Ouagadougou, 4 mai 2019 (AIB) – Au terme d’un séminaire gouvernemental, samedi à Ouagadougou, le ministre en charge de la Fonction publique Séni Mahamadou Ouédraogo a estimé que le processus de la remise à plat des rémunérations des agents publics de l’Etat, n’est pas « assez aisé ».

Selon le ministre Ouédraogo, «les premiers actes de la désarticulation de notre système de rémunération peuvent remonter au début des années 2000».

«Si vous prenez depuis cette période jusqu’à maintenant, ce n’est pas en une année (après) que nous avons commencé le processus (de mise à plat) que tout sera clos», a-t-il fait remarquer.

Le ministre de la Fonction publique s’exprimait samedi au terme d’un séminaire de restitution aux membres du gouvernement, des travaux de la conférence nationale sur le système de rémunération des agents publics.

Au terme du séminaire, le gouvernement a réaffirmé, selon Séni Ouédraogo, «la nécessité de poursuivre le processus de la restitution des conclusions des travaux».

«Nous devons rencontrer très récemment les partenaires sociaux qui nous ont accompagnés dans ce processus pour recueillir aussi leurs observations sur les travaux qui leur seront présentés et après cela, vous aurez les informations sur les suites à venir»,  a-t-il affirmé aux journalistes.

C’est en fin d’année 2017 qu’a été annoncée par le président du Faso Roch Marc Christian Kaboré, la conférence nationale sur le système de rémunération des agents publics.

Elle s’est effectivement tenue les 12, 13 et 14 juin 2018 sous la présidence du Premier ministre d’alors, Paul Kaba Thiéba.

Au cours d’une conférence de presse le mardi dernier, la coalition des syndicats libres et indépendants qui a participé à la conférence nationale a dénoncé un «acte de trahison du gouvernement» dans le processus de remise à plat des salaires des agents de l’Etat au Burkina Faso.

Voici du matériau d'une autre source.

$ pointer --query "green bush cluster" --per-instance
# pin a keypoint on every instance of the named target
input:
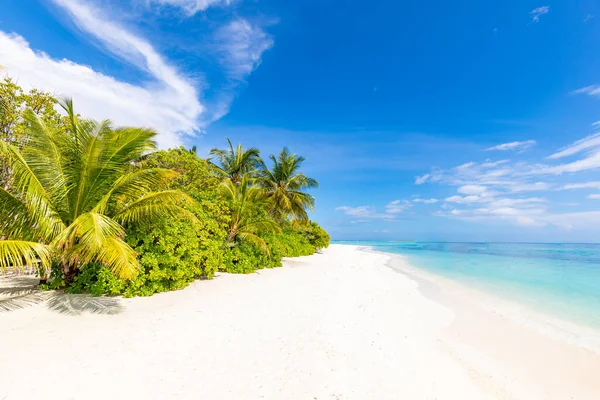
(174, 253)
(168, 217)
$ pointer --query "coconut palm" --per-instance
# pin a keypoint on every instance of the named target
(285, 187)
(249, 216)
(73, 191)
(236, 163)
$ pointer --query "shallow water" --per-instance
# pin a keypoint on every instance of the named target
(561, 280)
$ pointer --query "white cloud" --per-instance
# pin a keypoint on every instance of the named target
(529, 187)
(464, 200)
(513, 146)
(190, 7)
(584, 185)
(425, 201)
(536, 13)
(397, 206)
(364, 212)
(98, 96)
(240, 46)
(587, 143)
(472, 189)
(419, 180)
(592, 90)
(486, 191)
(167, 101)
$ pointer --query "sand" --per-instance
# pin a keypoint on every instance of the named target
(345, 324)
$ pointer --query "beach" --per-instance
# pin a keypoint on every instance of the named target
(348, 323)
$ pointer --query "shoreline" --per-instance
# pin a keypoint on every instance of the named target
(501, 342)
(349, 323)
(575, 333)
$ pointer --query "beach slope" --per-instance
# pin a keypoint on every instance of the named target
(337, 325)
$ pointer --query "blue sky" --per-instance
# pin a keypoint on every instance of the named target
(457, 122)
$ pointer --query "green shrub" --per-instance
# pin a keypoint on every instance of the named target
(97, 280)
(316, 236)
(175, 253)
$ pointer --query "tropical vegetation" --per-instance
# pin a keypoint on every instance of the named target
(96, 208)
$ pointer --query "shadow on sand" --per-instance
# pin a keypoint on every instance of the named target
(22, 291)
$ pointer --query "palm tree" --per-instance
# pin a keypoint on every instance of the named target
(73, 191)
(248, 213)
(236, 163)
(285, 186)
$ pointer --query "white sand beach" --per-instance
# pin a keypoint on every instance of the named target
(337, 325)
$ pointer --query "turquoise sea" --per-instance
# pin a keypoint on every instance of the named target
(561, 280)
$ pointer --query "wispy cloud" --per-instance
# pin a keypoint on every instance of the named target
(472, 189)
(587, 143)
(190, 7)
(513, 146)
(239, 47)
(364, 212)
(538, 12)
(419, 180)
(490, 190)
(425, 201)
(392, 209)
(592, 90)
(397, 206)
(584, 185)
(159, 105)
(169, 100)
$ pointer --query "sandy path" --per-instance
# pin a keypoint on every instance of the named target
(338, 325)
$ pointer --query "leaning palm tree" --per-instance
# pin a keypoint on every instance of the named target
(285, 186)
(73, 191)
(248, 213)
(236, 163)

«Le gouvernement a continué dans sa logique de traitement au  ‘‘cas par cas’’, en prenant des mesures contraires à l’esprit de la conférence», a clamé son président Paul Kaboré.

Face à cette critique, le ministre Ouédraogo dit comprendre  l’expression des sentiments de certains partenaires mais rassure «que les syndicats qui ont participé aux travaux sont dans le processus».

«Même les travaux que nous avons soumis au gouvernement leur (les syndicats) ont été soumis à notre dernière rencontre du dimanche. Donc eux aussi travaillent sur ces documents afin de nous renvoyer leurs observations. (…)Donc pour le moment, nous n’assistons pas à des désistements», a-t-il déclaré.

Pour Séni Ouédraogo, «le Burkina Faso n’a pas une autre alternative» en dehors de «cette réforme» qui, de son avis, «est incontournable si nous voulons assurer un devenir à nos enfants».

«Aujourd’hui, on n’a pas d’autres choix que de faire des économies pour pouvoir faire des investissements structurants pour nos enfants», a-t-il déclaré.